Another Classification of Indian history
• Historians have usually divided Indian history into ‘ancient’, ‘medieval’ and
‘modern’.
• This division too has its problems.
→ Because this periodisation is borrowed from the West where the modern
period was associated with the growth of all the forces of modernity – science,
reason, democracy, liberty and equality.
→ Medieval was a term used to describe a society where these features of modern
society did not exist.
• Many historians refers British rule period as ‘colonial’ because in
this rule:
→ People did not have equality, freedom or liberty.

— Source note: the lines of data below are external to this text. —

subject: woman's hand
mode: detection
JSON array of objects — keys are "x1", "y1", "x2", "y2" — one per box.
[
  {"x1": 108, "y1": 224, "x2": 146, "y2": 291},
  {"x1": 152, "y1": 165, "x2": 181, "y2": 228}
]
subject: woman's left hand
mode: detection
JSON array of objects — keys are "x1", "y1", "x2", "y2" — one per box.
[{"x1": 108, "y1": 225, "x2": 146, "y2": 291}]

→ No economic growth and progress took place.
What is colonial?
• The British came to conquer the country and establish their rule, subjugating
local nawabs and rajas.
• British established control over the economy and society, collected revenue
to meet all their expenses, bought the goods they wanted at low prices,
produced crops they needed for export
• British rule brought about in values and tastes, customs and practices.
• When the
subjugation of one country by another leads to these kinds of political,
economic, social and cultural changes, we refer to the process as colonisation.
How do We Know?
• Historians used various sources in writing about the modern history of India
or last 250 years of Indian history.
Administration produces records
• The official records of the British administration are one of the important
sources.
• Every instruction, plan, policy decision, agreement, investigation was
written as British believed that the act of writing was important.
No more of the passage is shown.